Parmi ces derniers les établissements sous contrat simple, statut désormais réservé aux seuls établissements du premier degré, bénéficient, comme ceux placés sous contrat d’association, d'une prise en charge de la rémunération des enseignants par l'Etat Ils emploient des maîtres "agréés" qui, à la différence des "maîtres contractuels" des établissements sous contrat d’association, ne sont pas liés à l’Etat par contrat, même s’ils sont agréés et rémunérés par lui, mais restent attachés à l’organisme qui gère l’établissement avec lequel ils concluent un contrat de travail.

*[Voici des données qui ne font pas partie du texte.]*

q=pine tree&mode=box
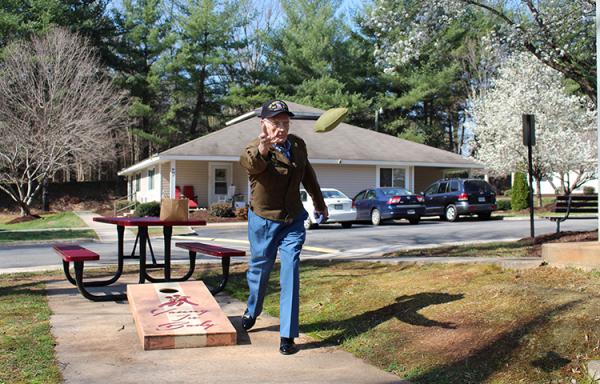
[167,0,249,139]
[112,0,174,162]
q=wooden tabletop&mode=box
[93,217,206,227]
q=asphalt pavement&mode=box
[0,216,596,273]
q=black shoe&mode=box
[241,309,255,331]
[279,337,298,355]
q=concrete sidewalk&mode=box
[74,211,137,243]
[47,276,406,384]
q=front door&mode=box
[208,162,233,205]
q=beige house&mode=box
[119,102,483,206]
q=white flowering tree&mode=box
[366,0,596,105]
[469,52,596,205]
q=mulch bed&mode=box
[5,214,42,224]
[189,209,246,223]
[523,230,598,257]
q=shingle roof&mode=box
[160,101,480,166]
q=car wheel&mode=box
[445,205,458,222]
[409,217,420,225]
[371,209,381,226]
[478,212,492,220]
[341,222,352,229]
[304,218,317,230]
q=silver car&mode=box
[300,188,357,229]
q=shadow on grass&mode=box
[0,279,64,297]
[408,299,583,384]
[298,292,464,350]
[531,351,571,372]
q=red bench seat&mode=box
[175,242,245,295]
[175,242,246,257]
[53,244,100,262]
[54,244,126,302]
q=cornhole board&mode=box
[127,281,237,350]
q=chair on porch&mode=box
[183,185,199,209]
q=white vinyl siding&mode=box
[311,164,375,199]
[232,162,249,204]
[161,163,170,198]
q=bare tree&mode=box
[0,28,129,216]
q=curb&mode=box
[0,237,97,248]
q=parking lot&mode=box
[192,217,598,255]
[0,217,596,272]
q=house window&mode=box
[214,168,227,195]
[135,173,141,192]
[380,168,406,188]
[148,169,155,190]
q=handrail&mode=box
[113,192,137,216]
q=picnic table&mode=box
[54,216,246,301]
[93,217,207,283]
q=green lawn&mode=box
[208,261,600,384]
[386,240,533,258]
[0,212,96,243]
[0,212,87,230]
[0,229,97,243]
[0,274,61,384]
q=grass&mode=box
[0,229,97,243]
[208,261,600,384]
[0,212,87,230]
[0,273,61,384]
[386,241,533,258]
[2,246,599,383]
[0,212,96,243]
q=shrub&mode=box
[496,200,511,211]
[235,207,248,220]
[503,188,512,197]
[134,201,161,217]
[583,186,596,195]
[511,172,530,211]
[209,202,235,217]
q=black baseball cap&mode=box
[259,99,295,118]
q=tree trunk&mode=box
[447,110,454,152]
[535,178,543,208]
[18,201,31,217]
[189,66,207,137]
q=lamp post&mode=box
[523,114,535,239]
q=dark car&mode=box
[421,178,497,222]
[353,187,425,225]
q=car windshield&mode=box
[322,190,346,199]
[464,180,493,193]
[379,188,411,196]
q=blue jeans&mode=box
[246,208,307,338]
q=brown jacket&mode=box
[240,134,326,222]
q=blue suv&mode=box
[421,178,497,221]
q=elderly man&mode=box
[239,99,328,355]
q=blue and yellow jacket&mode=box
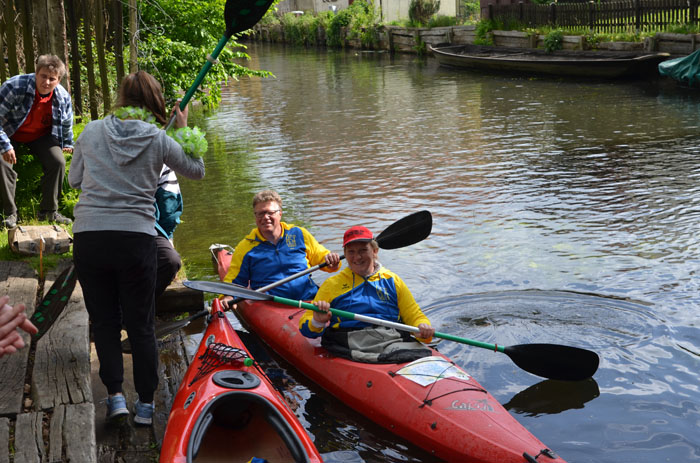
[223,222,336,301]
[299,265,430,339]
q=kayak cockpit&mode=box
[187,390,313,463]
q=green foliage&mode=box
[137,0,272,109]
[325,1,379,48]
[281,13,322,46]
[428,15,458,28]
[543,29,563,52]
[461,0,480,21]
[474,19,497,45]
[408,0,441,27]
[346,1,382,47]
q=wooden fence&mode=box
[490,0,700,33]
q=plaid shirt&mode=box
[0,73,74,154]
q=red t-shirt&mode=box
[11,90,54,143]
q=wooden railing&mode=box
[489,0,700,33]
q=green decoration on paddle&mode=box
[184,280,600,382]
[31,264,78,341]
[122,210,432,353]
[164,0,275,130]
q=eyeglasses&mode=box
[254,209,280,219]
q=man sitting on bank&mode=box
[222,190,341,306]
[299,225,435,363]
[0,55,74,228]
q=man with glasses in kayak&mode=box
[221,190,341,306]
[299,225,435,363]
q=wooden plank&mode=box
[14,412,43,463]
[0,262,37,416]
[63,403,97,462]
[0,417,8,463]
[49,405,64,462]
[32,276,92,409]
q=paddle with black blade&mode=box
[164,0,275,130]
[30,264,78,341]
[122,210,432,352]
[183,280,600,382]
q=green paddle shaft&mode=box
[164,35,228,130]
[272,295,500,349]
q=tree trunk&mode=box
[34,0,51,55]
[95,0,111,111]
[47,0,70,89]
[66,0,82,117]
[18,0,35,73]
[112,0,125,85]
[83,0,99,119]
[128,0,138,72]
[3,0,20,75]
[0,9,5,82]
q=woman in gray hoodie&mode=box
[69,71,205,425]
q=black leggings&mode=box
[73,231,158,403]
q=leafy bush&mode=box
[408,0,441,27]
[474,19,497,45]
[428,15,458,27]
[461,0,480,21]
[138,0,271,109]
[543,29,563,52]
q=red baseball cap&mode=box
[343,226,374,247]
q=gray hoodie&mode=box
[69,115,205,235]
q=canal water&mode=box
[173,43,700,462]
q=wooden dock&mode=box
[0,259,203,462]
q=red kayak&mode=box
[210,245,568,462]
[159,298,323,463]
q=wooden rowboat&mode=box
[429,43,670,79]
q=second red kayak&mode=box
[159,298,323,463]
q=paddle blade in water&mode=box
[504,343,600,381]
[376,210,432,250]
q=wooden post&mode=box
[634,0,641,33]
[34,0,51,55]
[549,2,556,27]
[588,1,595,32]
[48,0,70,91]
[0,16,5,82]
[519,1,524,24]
[66,0,82,117]
[83,0,99,119]
[95,0,111,112]
[129,0,138,73]
[18,0,35,73]
[691,0,698,24]
[112,0,125,84]
[3,0,20,76]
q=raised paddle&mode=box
[183,280,600,382]
[164,0,275,130]
[30,264,78,341]
[122,210,433,352]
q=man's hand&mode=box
[312,300,332,324]
[324,252,341,271]
[2,149,17,164]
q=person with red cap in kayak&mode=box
[299,225,435,363]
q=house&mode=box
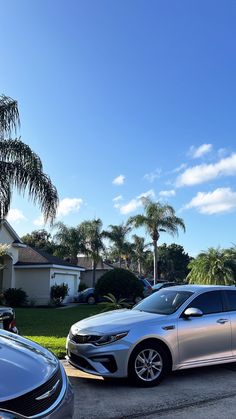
[0,220,84,305]
[77,255,113,287]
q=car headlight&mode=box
[71,324,79,335]
[86,331,128,346]
[0,411,22,418]
[94,332,128,346]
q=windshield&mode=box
[133,289,193,315]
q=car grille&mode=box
[69,331,101,344]
[0,366,63,417]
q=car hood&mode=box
[0,330,59,401]
[72,308,168,334]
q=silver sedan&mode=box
[67,285,236,387]
[0,330,74,418]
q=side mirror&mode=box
[184,307,203,318]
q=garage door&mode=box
[51,273,77,302]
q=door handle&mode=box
[217,319,229,324]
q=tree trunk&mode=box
[138,259,141,276]
[92,260,97,288]
[153,240,158,285]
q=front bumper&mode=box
[66,335,130,378]
[44,377,74,419]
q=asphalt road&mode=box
[62,361,236,419]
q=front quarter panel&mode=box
[125,318,178,372]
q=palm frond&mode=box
[0,95,20,136]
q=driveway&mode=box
[63,361,236,418]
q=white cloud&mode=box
[57,198,83,217]
[159,190,176,197]
[112,195,123,202]
[176,153,236,187]
[33,197,83,226]
[112,175,125,185]
[185,188,236,214]
[172,163,187,173]
[188,143,213,159]
[33,215,45,227]
[138,190,155,200]
[144,168,161,183]
[119,190,155,215]
[7,209,27,223]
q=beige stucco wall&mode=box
[15,268,50,305]
[0,225,15,245]
[80,270,109,288]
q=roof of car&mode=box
[164,284,236,292]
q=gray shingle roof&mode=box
[15,246,84,269]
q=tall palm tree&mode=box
[128,198,185,284]
[79,218,105,287]
[103,223,131,267]
[187,247,236,285]
[0,95,58,223]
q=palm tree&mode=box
[103,223,131,267]
[128,198,185,284]
[132,235,150,276]
[0,95,20,138]
[187,247,236,285]
[79,218,105,287]
[0,95,58,223]
[53,222,85,261]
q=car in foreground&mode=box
[67,285,236,387]
[0,330,74,418]
[0,305,18,333]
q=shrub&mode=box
[50,283,69,306]
[95,268,143,301]
[3,288,28,307]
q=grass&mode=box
[15,305,101,358]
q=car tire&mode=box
[128,341,169,387]
[87,295,96,305]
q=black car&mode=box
[0,306,18,333]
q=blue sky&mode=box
[1,0,236,256]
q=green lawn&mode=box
[15,305,101,358]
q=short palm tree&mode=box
[100,293,130,312]
[187,247,236,285]
[128,198,185,284]
[103,223,131,267]
[0,95,58,223]
[53,222,85,260]
[132,235,150,276]
[79,218,105,287]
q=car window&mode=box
[133,290,193,315]
[187,291,223,315]
[224,290,236,311]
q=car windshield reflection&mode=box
[133,290,193,315]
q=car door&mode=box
[223,290,236,356]
[177,290,232,366]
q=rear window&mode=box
[224,290,236,311]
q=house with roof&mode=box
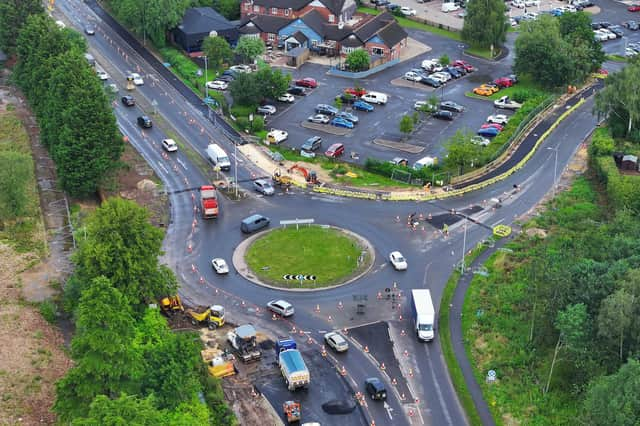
[172,7,239,54]
[241,0,357,24]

La situation des maîtres contractuels a longtemps donné lieu à un bras de fer entre les deux ordres juridictionnels, le Conseil d’Etat leur attribuant un statut d’agent public, alors que la Cour de cassation voulait voir en eux des salariés privés. La question a finalement été tranchée par la loi Censi (n° 2005-5 du 5 janvier 2005) qui dispose que les maîtres contractuels des établissements privés d’enseignement, "en leur qualité d'agent public, ne sont pas, au titre des fonctions pour lesquelles ils sont employés et rémunérés par l'Etat, liés par un contrat de travail à l'établissement au sein duquel l'enseignement leur est confié, dans le cadre de l'organisation arrêtée par le chef d'établissement, dans le respect du caractère propre de l'établissement et de la liberté de conscience des maîtres".

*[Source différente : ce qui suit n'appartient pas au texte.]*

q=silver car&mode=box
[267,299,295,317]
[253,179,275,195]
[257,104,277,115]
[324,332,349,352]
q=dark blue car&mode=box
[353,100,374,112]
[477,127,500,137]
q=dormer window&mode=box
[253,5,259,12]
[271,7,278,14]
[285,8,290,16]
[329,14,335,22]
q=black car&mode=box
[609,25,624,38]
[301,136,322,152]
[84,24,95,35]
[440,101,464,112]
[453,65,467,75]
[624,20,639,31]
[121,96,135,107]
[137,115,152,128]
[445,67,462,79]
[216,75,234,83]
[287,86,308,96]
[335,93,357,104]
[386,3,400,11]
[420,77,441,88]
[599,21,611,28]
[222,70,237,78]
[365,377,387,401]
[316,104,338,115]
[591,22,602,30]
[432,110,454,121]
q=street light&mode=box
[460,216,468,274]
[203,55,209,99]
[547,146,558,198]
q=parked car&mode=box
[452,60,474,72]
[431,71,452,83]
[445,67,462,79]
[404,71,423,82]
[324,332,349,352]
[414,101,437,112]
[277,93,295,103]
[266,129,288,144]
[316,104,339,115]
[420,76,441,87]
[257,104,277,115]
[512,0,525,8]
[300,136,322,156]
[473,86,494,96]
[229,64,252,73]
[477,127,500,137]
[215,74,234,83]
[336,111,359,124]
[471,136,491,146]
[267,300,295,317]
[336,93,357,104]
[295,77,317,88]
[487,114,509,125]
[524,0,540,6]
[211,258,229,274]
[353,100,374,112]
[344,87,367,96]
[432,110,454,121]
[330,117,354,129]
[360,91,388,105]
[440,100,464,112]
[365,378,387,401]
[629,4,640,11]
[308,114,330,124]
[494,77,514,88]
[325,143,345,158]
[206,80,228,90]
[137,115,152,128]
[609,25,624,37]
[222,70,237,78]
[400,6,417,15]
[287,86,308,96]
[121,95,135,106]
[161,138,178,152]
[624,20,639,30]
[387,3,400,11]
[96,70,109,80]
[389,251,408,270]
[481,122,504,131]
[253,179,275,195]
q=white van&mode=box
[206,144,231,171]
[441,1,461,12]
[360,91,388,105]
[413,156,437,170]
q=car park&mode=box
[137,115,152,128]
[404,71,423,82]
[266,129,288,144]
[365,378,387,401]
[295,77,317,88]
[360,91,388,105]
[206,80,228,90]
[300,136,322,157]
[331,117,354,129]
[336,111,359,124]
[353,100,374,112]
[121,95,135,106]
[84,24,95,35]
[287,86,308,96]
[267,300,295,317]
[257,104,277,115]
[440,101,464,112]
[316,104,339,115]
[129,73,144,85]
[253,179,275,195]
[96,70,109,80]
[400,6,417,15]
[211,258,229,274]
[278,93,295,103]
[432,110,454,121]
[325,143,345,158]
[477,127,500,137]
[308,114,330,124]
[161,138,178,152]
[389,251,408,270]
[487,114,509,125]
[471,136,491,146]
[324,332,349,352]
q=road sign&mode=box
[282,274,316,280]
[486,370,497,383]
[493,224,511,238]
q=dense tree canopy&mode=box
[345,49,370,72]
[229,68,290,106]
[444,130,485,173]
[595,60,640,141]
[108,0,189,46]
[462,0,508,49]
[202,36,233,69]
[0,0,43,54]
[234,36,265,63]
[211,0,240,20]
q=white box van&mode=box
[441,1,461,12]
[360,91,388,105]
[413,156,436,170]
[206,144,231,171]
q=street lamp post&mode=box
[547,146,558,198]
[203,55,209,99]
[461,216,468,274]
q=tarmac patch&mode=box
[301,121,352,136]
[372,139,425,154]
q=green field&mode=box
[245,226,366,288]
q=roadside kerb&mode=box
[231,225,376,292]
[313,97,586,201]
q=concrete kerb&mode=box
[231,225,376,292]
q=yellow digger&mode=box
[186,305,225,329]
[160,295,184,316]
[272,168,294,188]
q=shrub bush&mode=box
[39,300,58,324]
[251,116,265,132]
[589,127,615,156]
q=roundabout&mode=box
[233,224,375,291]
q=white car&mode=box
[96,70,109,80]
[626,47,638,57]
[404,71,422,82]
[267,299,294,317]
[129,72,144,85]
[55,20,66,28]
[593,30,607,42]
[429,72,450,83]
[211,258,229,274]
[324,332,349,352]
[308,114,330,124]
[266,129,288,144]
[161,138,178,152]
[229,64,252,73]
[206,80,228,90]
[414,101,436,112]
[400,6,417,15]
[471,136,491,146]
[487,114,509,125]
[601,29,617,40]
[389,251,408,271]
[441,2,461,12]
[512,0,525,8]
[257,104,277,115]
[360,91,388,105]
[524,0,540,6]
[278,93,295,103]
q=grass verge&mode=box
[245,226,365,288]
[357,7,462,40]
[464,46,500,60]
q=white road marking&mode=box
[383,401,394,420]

Mais cette loi ne s’applique qu’aux maîtres contractuels et ne vise pas les maîtres agréés, dont le statut reste précisé par une jurisprudence unanime des deux ordres juridictionnels: Conseil d’Etat et Cour de cassation s’accordent en effet à reconnaître l’existence d’un contrat de droit privé qui fait de ces maîtres des salariés des organisations gestionnaires de ces établissements relevant des juridictions judiciaires. Cette solution était cependant contestée par une association employant plusieurs de ces maîtres.
L’association Olga Spitzer, spécialisée en particulier dans l’éducation des enfants handicapés, gère une vingtaine d’établissements en Ile-de-France. Elle a passé pour plusieurs d’entre eux et, en particulier celui concerné par le présent litige, l’Institut thérapeutique, éducatif et pédagogique du Petit Sénart, un contrat simple avec l’Etat. A l’occasion d’un conflit avec certains des enseignants de cet institut, qui avaient saisi le conseil des prud’hommes d’Evry Courcouronnes pour réclamer des rappels de salaires et d’indemnités diverses, elle a contesté la compétence du conseil et réclamé que le litige soit jugé par l’ordre administratif, en réclamant l’alignement de la situation des maîtres agréés sur celle des maîtres contractuels.

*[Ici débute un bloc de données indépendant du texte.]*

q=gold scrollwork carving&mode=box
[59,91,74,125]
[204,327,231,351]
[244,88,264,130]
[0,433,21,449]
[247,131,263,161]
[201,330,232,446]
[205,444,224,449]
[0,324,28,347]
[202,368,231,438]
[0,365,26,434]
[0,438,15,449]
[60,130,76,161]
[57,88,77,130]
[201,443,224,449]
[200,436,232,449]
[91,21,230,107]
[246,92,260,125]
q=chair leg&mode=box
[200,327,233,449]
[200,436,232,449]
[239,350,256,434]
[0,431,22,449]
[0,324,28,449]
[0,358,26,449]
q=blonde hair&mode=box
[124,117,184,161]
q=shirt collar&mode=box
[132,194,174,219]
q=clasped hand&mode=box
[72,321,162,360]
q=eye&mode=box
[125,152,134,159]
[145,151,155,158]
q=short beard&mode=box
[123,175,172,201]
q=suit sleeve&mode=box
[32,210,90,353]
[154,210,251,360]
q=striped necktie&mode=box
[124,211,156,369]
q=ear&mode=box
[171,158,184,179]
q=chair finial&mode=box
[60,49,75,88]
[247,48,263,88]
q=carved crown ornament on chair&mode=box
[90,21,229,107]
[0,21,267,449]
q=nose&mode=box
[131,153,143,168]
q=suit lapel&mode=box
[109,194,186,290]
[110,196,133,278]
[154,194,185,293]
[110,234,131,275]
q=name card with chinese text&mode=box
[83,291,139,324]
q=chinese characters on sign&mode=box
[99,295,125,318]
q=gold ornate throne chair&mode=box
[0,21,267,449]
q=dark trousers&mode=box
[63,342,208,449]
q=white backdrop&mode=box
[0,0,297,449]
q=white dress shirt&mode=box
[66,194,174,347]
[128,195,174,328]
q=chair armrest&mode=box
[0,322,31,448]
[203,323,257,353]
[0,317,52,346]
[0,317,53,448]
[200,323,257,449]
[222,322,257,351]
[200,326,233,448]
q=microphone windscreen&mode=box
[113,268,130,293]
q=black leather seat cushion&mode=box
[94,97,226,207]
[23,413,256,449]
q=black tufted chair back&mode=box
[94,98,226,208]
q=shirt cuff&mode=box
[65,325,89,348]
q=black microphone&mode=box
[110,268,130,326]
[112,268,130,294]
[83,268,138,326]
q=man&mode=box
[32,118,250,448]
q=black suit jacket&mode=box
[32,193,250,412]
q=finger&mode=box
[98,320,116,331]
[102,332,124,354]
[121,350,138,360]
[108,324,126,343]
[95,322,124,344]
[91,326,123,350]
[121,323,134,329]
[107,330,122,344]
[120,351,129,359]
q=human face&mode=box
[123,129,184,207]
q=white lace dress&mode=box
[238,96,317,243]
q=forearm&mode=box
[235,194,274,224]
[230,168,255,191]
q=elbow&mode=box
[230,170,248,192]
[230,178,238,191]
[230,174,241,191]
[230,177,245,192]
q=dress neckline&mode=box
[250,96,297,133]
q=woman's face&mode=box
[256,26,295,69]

Le tribunal des Conflits rejette sa demande et il confirme la jurisprudence antérieure : "les maîtres agréés qui enseignent dans les établissements ayant passé un contrat simple avec l’Etat sont des salariés des organismes de gestion de ces établissements, même si leur rémunération est prise en charge par l’Etat. Les litiges les opposant aux chefs de ces établissements qui se rattachent à l’exécution de leur contrat de travail relèvent de la compétence du juge judiciaire" et "la circonstance que leur rémunération soit versée par l’Etat n’est pas de nature, s’agissant d’un établissement privé lié à l’Etat par un contrat simple, à conférer à ces enseignants, salariés de l’association, la qualité d’agents publics".
Le conseil des prud’hommes peut donc reprendre l’examen de l’affaire.